L’action collective vise aussi la MMA et le chef de train

La tragédie de Lac-Mégantic avait fait 47 morts à l’été 2013.
Photo: Jacques Nadeau Le Devoir La tragédie de Lac-Mégantic avait fait 47 morts à l’été 2013.

La Cour supérieure du Québec accepte que l’action collective intentée contre le Canadien Pacifique à la suite de la tragédie de Lac-Mégantic vise en plus le propriétaire et le chef de train du convoi funeste.

Le juge Martin Bureau a ainsi accédé à une requête des demandeurs visant à cibler aussi la société Montreal Maine and Atlantic Canada, placée depuis sous la protection des lois sur les faillites, et son chef de train Thomas Harding.

L’action collective visait initialement quelque 25 autres entreprises et particuliers, qui ont ensuite conclu des règlements à l’amiable avec les victimes et les créanciers.
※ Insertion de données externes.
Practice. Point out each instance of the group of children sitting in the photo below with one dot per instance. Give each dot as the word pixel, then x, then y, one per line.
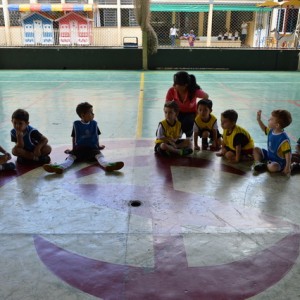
pixel 235 144
pixel 31 146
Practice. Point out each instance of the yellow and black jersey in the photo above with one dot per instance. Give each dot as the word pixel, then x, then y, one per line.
pixel 167 131
pixel 238 136
pixel 206 125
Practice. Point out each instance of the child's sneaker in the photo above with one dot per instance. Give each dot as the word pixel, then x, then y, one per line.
pixel 114 166
pixel 186 151
pixel 44 159
pixel 295 167
pixel 204 146
pixel 260 167
pixel 8 166
pixel 52 168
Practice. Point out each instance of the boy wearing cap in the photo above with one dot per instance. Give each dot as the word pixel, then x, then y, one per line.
pixel 206 126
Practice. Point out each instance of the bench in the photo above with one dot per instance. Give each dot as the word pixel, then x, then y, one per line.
pixel 213 43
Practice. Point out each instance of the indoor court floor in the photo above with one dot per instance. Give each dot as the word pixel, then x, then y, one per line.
pixel 191 227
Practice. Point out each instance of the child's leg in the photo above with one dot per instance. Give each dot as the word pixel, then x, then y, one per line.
pixel 59 168
pixel 108 166
pixel 273 167
pixel 205 136
pixel 257 154
pixel 20 152
pixel 28 155
pixel 230 155
pixel 184 143
pixel 180 149
pixel 46 150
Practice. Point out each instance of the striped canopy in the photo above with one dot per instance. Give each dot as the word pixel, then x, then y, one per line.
pixel 50 7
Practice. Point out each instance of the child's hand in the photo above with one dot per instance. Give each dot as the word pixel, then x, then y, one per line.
pixel 258 115
pixel 19 134
pixel 37 152
pixel 287 171
pixel 8 156
pixel 220 153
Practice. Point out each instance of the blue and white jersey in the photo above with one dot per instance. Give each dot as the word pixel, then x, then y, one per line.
pixel 31 137
pixel 86 134
pixel 278 145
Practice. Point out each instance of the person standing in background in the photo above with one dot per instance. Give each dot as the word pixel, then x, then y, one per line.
pixel 173 35
pixel 244 32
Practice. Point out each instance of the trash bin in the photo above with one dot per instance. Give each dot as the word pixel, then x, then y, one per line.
pixel 130 42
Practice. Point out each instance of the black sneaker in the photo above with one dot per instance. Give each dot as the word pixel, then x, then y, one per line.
pixel 186 151
pixel 44 159
pixel 295 167
pixel 260 167
pixel 8 166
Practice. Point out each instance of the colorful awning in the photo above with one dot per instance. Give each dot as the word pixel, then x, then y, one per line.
pixel 50 7
pixel 201 7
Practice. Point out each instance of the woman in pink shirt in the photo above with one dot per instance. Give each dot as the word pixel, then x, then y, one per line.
pixel 185 92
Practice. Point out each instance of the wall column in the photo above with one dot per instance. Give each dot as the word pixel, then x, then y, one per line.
pixel 209 25
pixel 6 22
pixel 200 23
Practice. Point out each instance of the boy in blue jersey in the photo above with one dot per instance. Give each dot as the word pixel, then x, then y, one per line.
pixel 4 164
pixel 206 126
pixel 169 132
pixel 277 158
pixel 31 145
pixel 85 140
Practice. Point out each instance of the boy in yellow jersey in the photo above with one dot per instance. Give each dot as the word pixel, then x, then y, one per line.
pixel 206 126
pixel 168 134
pixel 237 144
pixel 277 158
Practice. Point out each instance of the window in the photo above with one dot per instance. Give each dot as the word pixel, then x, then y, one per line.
pixel 106 17
pixel 107 2
pixel 126 2
pixel 128 17
pixel 287 20
pixel 15 18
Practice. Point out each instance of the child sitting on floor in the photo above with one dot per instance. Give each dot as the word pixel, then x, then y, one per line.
pixel 237 144
pixel 206 126
pixel 4 165
pixel 277 158
pixel 168 133
pixel 85 137
pixel 31 145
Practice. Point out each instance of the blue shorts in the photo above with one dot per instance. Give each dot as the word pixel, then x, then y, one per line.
pixel 267 158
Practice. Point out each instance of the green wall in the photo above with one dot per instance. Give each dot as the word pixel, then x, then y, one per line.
pixel 131 59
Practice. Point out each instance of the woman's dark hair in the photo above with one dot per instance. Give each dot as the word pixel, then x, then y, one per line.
pixel 20 114
pixel 173 105
pixel 230 114
pixel 83 108
pixel 184 78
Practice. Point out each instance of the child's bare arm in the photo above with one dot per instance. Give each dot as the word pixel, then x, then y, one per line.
pixel 196 146
pixel 238 150
pixel 260 122
pixel 37 150
pixel 287 168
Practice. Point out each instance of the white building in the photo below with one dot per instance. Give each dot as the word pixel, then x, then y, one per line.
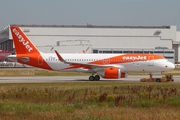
pixel 100 39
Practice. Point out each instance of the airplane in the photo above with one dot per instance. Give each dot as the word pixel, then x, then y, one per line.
pixel 109 66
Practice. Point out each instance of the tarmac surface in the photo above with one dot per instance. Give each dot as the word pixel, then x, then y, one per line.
pixel 45 79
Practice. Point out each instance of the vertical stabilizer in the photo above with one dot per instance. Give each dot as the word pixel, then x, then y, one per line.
pixel 22 42
pixel 26 51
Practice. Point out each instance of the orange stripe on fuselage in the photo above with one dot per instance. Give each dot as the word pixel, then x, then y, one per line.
pixel 125 58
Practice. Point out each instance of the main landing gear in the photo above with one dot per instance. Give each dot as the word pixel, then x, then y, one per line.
pixel 94 78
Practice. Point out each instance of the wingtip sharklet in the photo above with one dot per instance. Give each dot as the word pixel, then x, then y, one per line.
pixel 60 57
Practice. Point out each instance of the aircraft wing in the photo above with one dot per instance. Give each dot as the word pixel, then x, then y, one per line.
pixel 93 66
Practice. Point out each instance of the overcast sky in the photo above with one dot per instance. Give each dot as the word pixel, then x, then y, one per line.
pixel 94 12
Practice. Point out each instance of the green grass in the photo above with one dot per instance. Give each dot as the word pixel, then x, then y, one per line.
pixel 90 100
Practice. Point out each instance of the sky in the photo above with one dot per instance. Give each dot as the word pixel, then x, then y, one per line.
pixel 94 12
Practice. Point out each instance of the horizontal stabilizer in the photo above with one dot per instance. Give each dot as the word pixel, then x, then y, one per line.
pixel 15 58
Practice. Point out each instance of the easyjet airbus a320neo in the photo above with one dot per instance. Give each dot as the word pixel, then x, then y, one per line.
pixel 110 66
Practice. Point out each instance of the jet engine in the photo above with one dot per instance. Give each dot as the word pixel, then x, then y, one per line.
pixel 112 73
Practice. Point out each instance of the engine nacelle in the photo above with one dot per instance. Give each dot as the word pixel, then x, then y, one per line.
pixel 112 73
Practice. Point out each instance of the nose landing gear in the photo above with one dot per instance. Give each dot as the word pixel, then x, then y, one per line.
pixel 94 78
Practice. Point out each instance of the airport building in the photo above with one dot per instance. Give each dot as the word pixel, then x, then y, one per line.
pixel 162 40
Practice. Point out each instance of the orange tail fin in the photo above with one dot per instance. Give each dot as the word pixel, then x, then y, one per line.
pixel 26 51
pixel 22 42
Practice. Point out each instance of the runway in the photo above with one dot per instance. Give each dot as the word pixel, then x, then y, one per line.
pixel 45 79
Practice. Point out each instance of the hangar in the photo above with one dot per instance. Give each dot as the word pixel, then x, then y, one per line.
pixel 161 40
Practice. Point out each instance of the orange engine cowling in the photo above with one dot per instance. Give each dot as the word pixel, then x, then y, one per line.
pixel 112 73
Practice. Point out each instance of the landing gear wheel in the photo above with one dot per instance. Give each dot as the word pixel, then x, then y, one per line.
pixel 91 78
pixel 97 78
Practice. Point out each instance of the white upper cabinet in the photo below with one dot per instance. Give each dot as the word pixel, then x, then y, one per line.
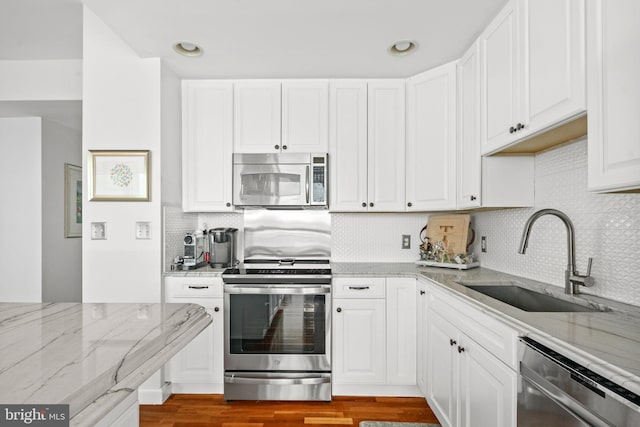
pixel 256 116
pixel 481 180
pixel 431 140
pixel 614 95
pixel 500 107
pixel 305 116
pixel 281 116
pixel 207 139
pixel 386 147
pixel 554 72
pixel 533 73
pixel 366 145
pixel 348 145
pixel 469 160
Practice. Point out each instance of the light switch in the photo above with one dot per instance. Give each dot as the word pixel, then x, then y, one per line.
pixel 143 230
pixel 98 231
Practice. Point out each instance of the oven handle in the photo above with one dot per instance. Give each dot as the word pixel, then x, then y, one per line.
pixel 307 184
pixel 571 405
pixel 310 380
pixel 276 289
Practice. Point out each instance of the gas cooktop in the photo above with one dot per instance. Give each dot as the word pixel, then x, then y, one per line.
pixel 279 271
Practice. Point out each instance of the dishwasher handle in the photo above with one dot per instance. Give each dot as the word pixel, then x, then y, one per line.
pixel 571 405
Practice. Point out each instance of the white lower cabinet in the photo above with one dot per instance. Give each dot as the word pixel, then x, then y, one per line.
pixel 421 338
pixel 467 385
pixel 359 341
pixel 374 336
pixel 199 367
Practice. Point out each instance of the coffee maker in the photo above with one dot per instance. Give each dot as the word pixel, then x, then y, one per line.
pixel 223 247
pixel 193 250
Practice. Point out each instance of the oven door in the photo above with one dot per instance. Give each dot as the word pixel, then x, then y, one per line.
pixel 271 184
pixel 277 327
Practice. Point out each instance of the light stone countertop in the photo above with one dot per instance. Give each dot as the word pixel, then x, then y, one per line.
pixel 90 356
pixel 606 342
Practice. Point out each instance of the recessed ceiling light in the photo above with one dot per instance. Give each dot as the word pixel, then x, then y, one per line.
pixel 187 49
pixel 402 47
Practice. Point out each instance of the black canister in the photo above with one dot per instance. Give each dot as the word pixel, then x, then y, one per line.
pixel 223 247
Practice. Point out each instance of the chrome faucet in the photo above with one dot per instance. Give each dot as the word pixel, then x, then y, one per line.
pixel 572 280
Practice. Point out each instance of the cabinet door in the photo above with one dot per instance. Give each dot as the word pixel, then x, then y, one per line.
pixel 554 74
pixel 442 366
pixel 469 159
pixel 401 331
pixel 201 361
pixel 256 116
pixel 421 339
pixel 613 95
pixel 359 341
pixel 386 153
pixel 305 116
pixel 207 138
pixel 499 74
pixel 487 388
pixel 348 145
pixel 431 140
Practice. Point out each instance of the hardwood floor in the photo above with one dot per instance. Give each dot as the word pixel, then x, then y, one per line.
pixel 211 410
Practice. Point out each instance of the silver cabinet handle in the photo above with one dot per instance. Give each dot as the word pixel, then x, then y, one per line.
pixel 277 289
pixel 236 379
pixel 306 184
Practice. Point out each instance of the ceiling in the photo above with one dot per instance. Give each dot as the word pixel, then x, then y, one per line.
pixel 252 38
pixel 298 38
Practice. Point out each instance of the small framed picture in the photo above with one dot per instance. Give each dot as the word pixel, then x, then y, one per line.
pixel 72 201
pixel 119 176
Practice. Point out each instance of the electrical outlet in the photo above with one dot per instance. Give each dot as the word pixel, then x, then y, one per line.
pixel 143 230
pixel 406 241
pixel 98 231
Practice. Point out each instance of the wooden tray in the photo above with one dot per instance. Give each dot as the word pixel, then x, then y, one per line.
pixel 449 265
pixel 453 230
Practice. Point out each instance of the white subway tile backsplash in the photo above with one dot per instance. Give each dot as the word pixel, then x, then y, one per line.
pixel 375 237
pixel 607 228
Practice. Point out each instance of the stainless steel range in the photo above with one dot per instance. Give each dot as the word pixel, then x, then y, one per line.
pixel 278 317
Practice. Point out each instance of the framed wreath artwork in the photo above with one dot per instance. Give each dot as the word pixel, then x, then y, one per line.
pixel 119 176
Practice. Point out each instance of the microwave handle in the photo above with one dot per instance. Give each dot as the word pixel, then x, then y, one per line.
pixel 307 184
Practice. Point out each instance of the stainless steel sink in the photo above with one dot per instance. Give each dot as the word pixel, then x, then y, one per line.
pixel 528 300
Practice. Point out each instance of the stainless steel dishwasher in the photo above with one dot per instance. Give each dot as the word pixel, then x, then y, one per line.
pixel 556 391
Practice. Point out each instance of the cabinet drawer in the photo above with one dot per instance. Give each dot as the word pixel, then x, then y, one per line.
pixel 359 287
pixel 496 337
pixel 193 287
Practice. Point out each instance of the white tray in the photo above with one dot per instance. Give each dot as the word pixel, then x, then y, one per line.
pixel 448 265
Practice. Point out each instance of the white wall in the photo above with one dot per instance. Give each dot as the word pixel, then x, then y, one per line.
pixel 121 110
pixel 61 257
pixel 607 228
pixel 171 138
pixel 48 80
pixel 21 209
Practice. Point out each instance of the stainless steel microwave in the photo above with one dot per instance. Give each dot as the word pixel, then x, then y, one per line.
pixel 280 180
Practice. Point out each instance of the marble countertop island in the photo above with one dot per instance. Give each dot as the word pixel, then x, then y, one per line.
pixel 607 341
pixel 90 356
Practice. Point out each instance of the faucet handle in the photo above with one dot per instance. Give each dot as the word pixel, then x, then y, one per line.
pixel 583 280
pixel 589 266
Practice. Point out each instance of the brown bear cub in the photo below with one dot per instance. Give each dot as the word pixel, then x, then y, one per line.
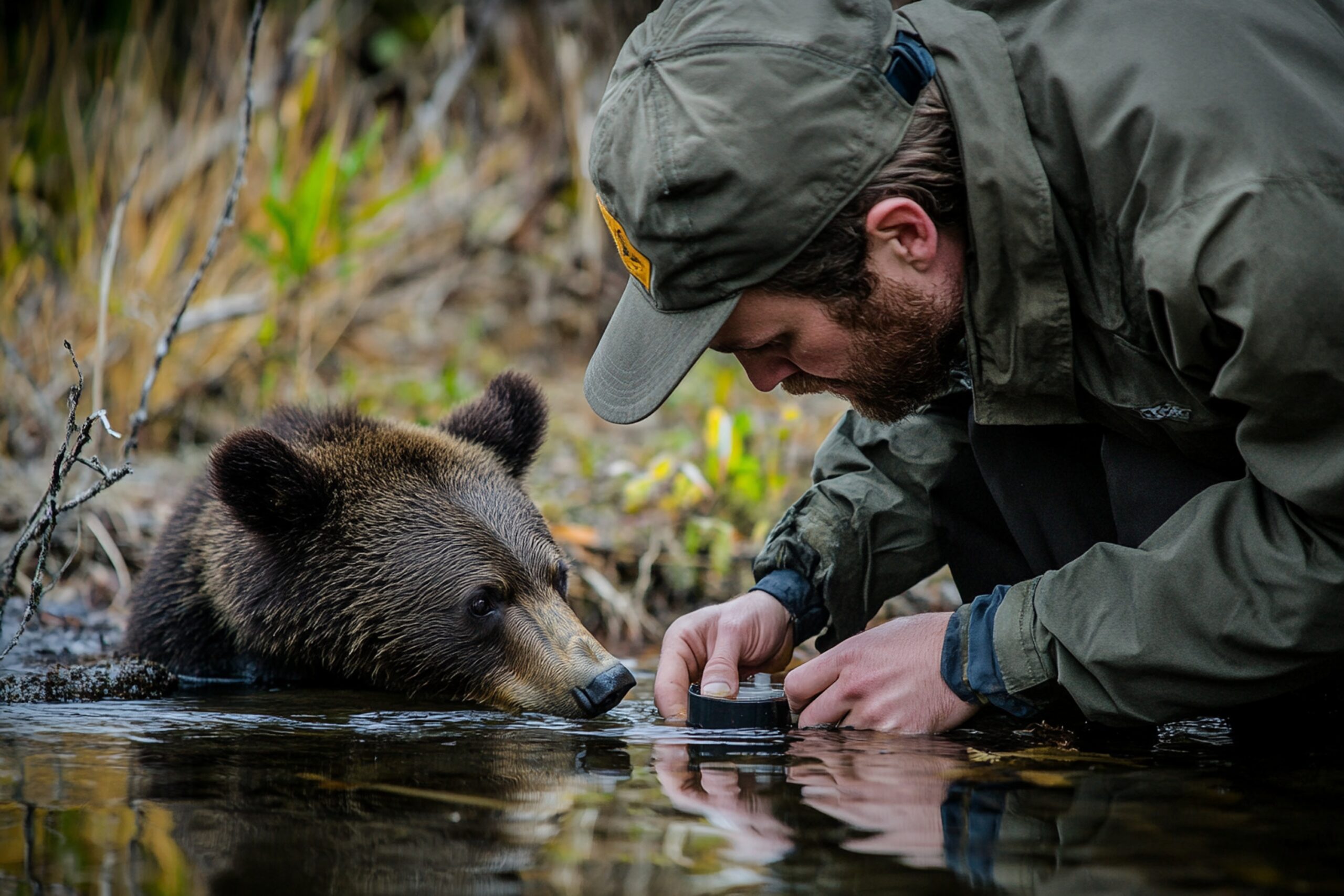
pixel 326 547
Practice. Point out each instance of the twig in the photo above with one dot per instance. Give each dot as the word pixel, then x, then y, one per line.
pixel 46 529
pixel 226 219
pixel 635 618
pixel 109 261
pixel 42 523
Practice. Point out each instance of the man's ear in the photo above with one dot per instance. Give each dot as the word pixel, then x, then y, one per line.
pixel 510 419
pixel 904 230
pixel 268 487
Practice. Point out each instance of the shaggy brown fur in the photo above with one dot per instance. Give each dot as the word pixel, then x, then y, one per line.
pixel 328 547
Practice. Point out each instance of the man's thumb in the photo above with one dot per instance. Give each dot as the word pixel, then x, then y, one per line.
pixel 721 672
pixel 719 679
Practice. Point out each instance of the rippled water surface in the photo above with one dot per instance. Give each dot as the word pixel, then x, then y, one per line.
pixel 299 792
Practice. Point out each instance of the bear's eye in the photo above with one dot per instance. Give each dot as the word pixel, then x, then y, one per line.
pixel 481 602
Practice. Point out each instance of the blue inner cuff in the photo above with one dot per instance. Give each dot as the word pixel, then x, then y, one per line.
pixel 795 593
pixel 970 666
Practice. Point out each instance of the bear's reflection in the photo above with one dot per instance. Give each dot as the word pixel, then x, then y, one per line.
pixel 389 813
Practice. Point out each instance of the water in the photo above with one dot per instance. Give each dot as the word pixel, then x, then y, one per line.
pixel 307 792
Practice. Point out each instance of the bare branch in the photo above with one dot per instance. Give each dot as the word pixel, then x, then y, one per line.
pixel 226 219
pixel 42 523
pixel 47 527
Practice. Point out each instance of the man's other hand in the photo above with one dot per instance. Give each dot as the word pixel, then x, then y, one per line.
pixel 717 645
pixel 886 679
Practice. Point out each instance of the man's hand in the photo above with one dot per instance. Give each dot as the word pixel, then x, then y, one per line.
pixel 886 679
pixel 718 645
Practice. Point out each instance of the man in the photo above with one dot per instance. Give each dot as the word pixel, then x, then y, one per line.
pixel 1079 269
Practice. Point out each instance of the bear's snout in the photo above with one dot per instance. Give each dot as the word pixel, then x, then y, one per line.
pixel 604 692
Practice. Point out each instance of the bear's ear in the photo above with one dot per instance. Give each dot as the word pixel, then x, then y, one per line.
pixel 510 419
pixel 269 487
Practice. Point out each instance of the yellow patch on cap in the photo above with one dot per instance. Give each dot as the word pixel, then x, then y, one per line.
pixel 635 261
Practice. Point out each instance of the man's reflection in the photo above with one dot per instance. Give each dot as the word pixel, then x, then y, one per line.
pixel 1014 827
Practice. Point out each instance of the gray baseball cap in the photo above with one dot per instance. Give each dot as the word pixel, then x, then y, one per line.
pixel 730 133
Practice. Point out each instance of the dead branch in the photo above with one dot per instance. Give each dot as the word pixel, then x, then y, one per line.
pixel 42 523
pixel 226 219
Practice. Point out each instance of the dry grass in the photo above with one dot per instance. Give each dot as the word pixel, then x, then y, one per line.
pixel 381 257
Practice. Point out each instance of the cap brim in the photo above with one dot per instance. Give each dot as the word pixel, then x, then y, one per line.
pixel 646 352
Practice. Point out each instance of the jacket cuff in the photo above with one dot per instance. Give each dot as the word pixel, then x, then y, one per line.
pixel 970 662
pixel 807 609
pixel 1022 647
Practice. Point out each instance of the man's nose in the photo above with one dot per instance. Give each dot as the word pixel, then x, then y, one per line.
pixel 766 371
pixel 605 691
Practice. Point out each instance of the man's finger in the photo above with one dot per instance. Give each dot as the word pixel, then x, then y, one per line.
pixel 830 708
pixel 721 673
pixel 676 666
pixel 812 678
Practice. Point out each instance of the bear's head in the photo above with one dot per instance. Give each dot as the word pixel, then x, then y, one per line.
pixel 407 558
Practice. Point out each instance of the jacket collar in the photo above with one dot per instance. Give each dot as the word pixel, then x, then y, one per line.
pixel 1019 335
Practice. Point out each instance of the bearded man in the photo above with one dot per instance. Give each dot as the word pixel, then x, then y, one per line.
pixel 1079 270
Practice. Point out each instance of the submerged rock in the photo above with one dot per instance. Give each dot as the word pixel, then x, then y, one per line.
pixel 111 680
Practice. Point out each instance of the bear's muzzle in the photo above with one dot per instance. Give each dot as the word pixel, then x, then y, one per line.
pixel 605 691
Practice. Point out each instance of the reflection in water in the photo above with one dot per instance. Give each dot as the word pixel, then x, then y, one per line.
pixel 312 793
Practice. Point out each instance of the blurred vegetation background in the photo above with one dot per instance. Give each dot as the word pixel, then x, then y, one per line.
pixel 416 219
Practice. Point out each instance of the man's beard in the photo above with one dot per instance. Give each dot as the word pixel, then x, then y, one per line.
pixel 905 345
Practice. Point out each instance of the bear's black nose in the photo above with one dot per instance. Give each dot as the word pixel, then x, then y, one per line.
pixel 605 691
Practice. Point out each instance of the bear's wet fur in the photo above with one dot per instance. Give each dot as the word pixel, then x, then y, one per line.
pixel 327 547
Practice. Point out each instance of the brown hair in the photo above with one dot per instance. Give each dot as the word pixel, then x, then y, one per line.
pixel 927 168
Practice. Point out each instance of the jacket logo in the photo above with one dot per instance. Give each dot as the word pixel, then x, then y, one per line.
pixel 1166 412
pixel 634 260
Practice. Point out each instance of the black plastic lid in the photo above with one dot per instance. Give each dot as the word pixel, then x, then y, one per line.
pixel 757 707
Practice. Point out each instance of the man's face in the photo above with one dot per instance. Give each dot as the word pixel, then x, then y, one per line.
pixel 886 355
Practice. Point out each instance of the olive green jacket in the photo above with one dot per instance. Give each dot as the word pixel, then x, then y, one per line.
pixel 1156 214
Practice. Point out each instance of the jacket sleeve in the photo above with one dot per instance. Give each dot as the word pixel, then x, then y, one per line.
pixel 865 532
pixel 1240 596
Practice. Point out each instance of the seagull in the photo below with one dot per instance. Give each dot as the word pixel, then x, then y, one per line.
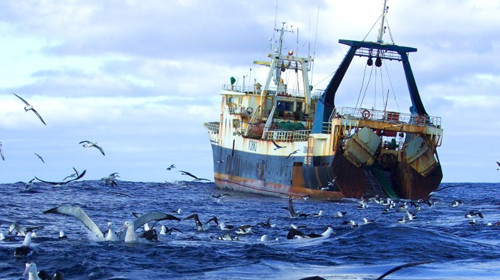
pixel 131 236
pixel 456 203
pixel 340 214
pixel 79 214
pixel 20 231
pixel 1 153
pixel 28 107
pixel 473 214
pixel 295 233
pixel 294 214
pixel 171 166
pixel 292 153
pixel 227 237
pixel 198 223
pixel 62 235
pixel 88 144
pixel 40 157
pixel 225 227
pixel 111 234
pixel 191 175
pixel 25 249
pixel 165 230
pixel 111 179
pixel 266 224
pixel 244 229
pixel 64 182
pixel 29 183
pixel 277 146
pixel 72 175
pixel 34 274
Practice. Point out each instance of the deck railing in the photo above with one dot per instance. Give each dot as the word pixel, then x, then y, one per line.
pixel 385 116
pixel 212 127
pixel 283 135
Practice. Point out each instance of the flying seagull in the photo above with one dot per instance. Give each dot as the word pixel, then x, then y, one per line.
pixel 40 157
pixel 131 236
pixel 72 175
pixel 64 182
pixel 28 107
pixel 20 231
pixel 88 144
pixel 111 179
pixel 1 153
pixel 171 166
pixel 191 175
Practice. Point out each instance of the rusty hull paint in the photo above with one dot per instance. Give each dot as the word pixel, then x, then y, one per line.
pixel 350 179
pixel 235 183
pixel 415 186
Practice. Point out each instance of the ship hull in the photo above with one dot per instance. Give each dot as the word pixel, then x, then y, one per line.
pixel 284 176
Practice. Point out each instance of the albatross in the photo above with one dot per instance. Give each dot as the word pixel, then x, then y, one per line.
pixel 25 249
pixel 28 107
pixel 131 235
pixel 88 144
pixel 63 182
pixel 111 179
pixel 79 214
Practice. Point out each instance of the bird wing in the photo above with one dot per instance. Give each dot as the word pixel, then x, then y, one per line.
pixel 65 182
pixel 18 228
pixel 78 213
pixel 40 117
pixel 100 149
pixel 189 174
pixel 52 183
pixel 401 267
pixel 25 102
pixel 152 216
pixel 77 177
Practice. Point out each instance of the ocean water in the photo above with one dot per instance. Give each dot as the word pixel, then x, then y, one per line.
pixel 440 233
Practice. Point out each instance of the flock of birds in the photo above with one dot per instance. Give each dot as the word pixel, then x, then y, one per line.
pixel 129 232
pixel 108 180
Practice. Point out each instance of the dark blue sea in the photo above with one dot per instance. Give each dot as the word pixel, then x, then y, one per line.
pixel 440 233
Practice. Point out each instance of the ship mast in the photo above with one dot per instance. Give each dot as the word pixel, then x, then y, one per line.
pixel 382 29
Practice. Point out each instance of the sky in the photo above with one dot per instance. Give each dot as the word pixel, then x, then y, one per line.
pixel 141 77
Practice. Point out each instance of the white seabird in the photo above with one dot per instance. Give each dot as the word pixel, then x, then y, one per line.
pixel 88 144
pixel 111 179
pixel 32 271
pixel 28 107
pixel 198 223
pixel 111 234
pixel 25 249
pixel 131 235
pixel 171 166
pixel 78 213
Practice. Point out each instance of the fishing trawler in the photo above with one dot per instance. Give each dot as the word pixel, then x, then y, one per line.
pixel 275 140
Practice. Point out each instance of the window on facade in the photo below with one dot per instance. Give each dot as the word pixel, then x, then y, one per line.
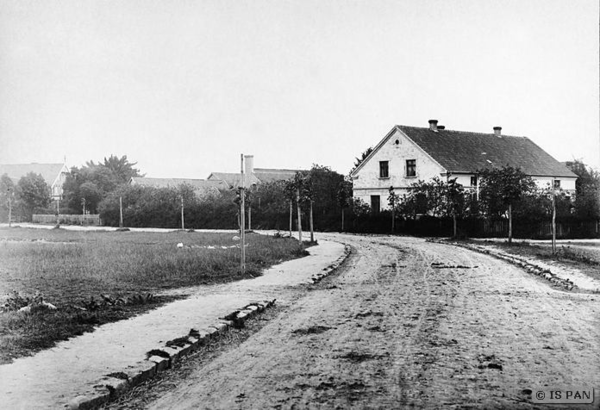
pixel 384 170
pixel 375 204
pixel 411 167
Il a été impossible de joindre mercredi l’avocat de M. Harding. La Montreal Maine and Atlantic Canada (MMA) ne compte plus d’employés depuis sa faillite. Le Canadien Pacifique écarte toute responsabilité dans l’accident qui a fait 47 morts, à l’été de 2013. Le transporteur ferroviaire fait aussi face à une poursuite de 409 millions intentée par le gouvernement du Québec dans cette affaire. Le convoi pétrolier de la MMA, immobilisé sans conducteur pour la nuit, avait dévalé une légère pente puis déraillé à vive allure au coeur de la petite ville de l’Estrie, avant d’exploser, au soir du 6 juillet 2013.